# Introduction

# Base32

Base32 is a data encoding standard specified in RFC 4648, section 6. It encodes a byte sequence of arbitrary length to a string consisting of only the letters A to Z and the digits 2 to 7. This is an alphabet with 32 different characters, hence the name. In addition, the string gets padded with = characters at the end until its length is a multiple of eight.

Base32 is a good choice for verbal transmission of binary data, e.g. on the phone, because case is insignificant and the alphabet solely consists of uppercase letters and digits which could not be mistaken easily.

# Base32Check1

Base32Check1 is a custom, one-character checksum algorithm for the Base32 alphabet which has been originally designed by Thaddée Tyl and is described in a blog posting published online on April 29th, 2019. It is based on a scientific article from Yanling Chen, Markku Niemenmaa and A. J. Han Vinck, published online by Springer on April 2nd, 2015. The implementation is also based on some specific optimizations for binary numbers, published online by John Kerl on April, 2004.

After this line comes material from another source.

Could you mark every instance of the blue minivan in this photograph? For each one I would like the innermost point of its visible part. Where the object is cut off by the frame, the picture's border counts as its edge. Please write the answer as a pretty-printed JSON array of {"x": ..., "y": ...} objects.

According to the article on Springer, the algorithm reliably detects the following errors, which together account for more than 90% of the most frequent transmission errors according to statistical analysis independently conducted by D.F. Beckley and J. Verhoeff:

Error Example
single character substitution ..A....B..
character transposition with zero characters in between them ..AB....BA..
character transposition with one character in between them ..ABC....CBA..
identical substitution of two identical characters with zero characters in between them ..AA....BB..
identical substitution of two identical characters with one character in between them ..ACA....BCB..
DETAILS

Part of the Base32Check1 algorithm is an arbitrary primitive polynomial. We have chosen this primitive polynomial to be 1 + x + x3 + x4 + x5, which is different from the one chosen by Thaddée Tyl, which is 1 + x2 + x5. As a consequence, the checksums computed by our implementations are different from the ones computed by the original Javascript implementation! Alongside the sample implementations we also provide test code as evidence that the algorithm's desired properties still hold.